La vida suele ser injusta con quienes no lo merecemos.
Con aquellos que caminamos en silencio, sin dañar a nadie,
con los que a veces respiramos apenas,
como temiendo que hasta el aire que tomamos
pueda molestar a los demás.
Nos toca presenciar dolores
que parecerían destinados solo a quienes siembran daño,
y aun cuando dicen que son enseñanzas,
son de esas que desgarran la piel de un solo tirón.
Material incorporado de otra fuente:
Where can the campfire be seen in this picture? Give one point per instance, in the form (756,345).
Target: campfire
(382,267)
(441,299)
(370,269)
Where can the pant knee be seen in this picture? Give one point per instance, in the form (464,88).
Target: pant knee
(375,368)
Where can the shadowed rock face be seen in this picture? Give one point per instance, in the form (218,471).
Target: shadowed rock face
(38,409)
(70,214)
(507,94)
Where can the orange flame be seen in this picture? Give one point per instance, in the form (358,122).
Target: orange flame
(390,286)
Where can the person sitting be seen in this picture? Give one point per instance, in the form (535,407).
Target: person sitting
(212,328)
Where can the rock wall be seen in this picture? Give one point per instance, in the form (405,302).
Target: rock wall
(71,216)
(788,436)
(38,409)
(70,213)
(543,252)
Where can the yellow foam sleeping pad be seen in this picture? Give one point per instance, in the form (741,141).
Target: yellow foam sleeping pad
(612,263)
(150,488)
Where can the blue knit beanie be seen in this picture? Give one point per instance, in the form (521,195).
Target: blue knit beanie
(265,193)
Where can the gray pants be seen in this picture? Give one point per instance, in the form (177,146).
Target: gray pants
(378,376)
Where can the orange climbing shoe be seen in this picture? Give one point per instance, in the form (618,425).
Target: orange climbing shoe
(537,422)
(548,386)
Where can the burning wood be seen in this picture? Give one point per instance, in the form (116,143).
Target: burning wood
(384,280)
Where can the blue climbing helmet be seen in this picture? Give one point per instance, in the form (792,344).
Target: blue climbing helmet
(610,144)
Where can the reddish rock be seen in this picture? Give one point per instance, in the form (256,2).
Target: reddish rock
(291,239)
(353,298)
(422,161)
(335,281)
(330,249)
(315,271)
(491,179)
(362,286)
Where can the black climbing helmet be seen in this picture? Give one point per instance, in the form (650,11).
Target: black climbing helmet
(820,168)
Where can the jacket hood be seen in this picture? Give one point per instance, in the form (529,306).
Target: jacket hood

Son lecciones que hieren en lo más profundo del ser,
pero no solo nos hieren a nosotros,
sino también a quienes nos aman.
A los que crecieron a nuestro lado,
a los que sienten cada golpe como si habitáramos
todos en un mismo cuerpo.
Y este cuerpo, cansado, solo le suplica a la vida
un respiro, aunque sea por un instante,
porque ya se ha quedado sin aliento.
Golpes que llegan uno tras otro,
caídas de las que intentamos levantarnos,
pero pareciera que el destino insiste en vernos derrotados.
Entonces solo queda preguntar:
¿por qué a mí?
¿Qué hice para merecer esto?
¿A quién dañé tanto que ahora lo estoy pagando así?
Pero la vida es espontánea, como el mar.
Nunca sabes qué ola será la que te tumbe,
ni cuál te dejará en pie.
Y aunque todo llegue envuelto en la forma de una enseñanza,
hay algunas que duelen tanto
que lo único que deseas
es un respiro en medio de la tormenta.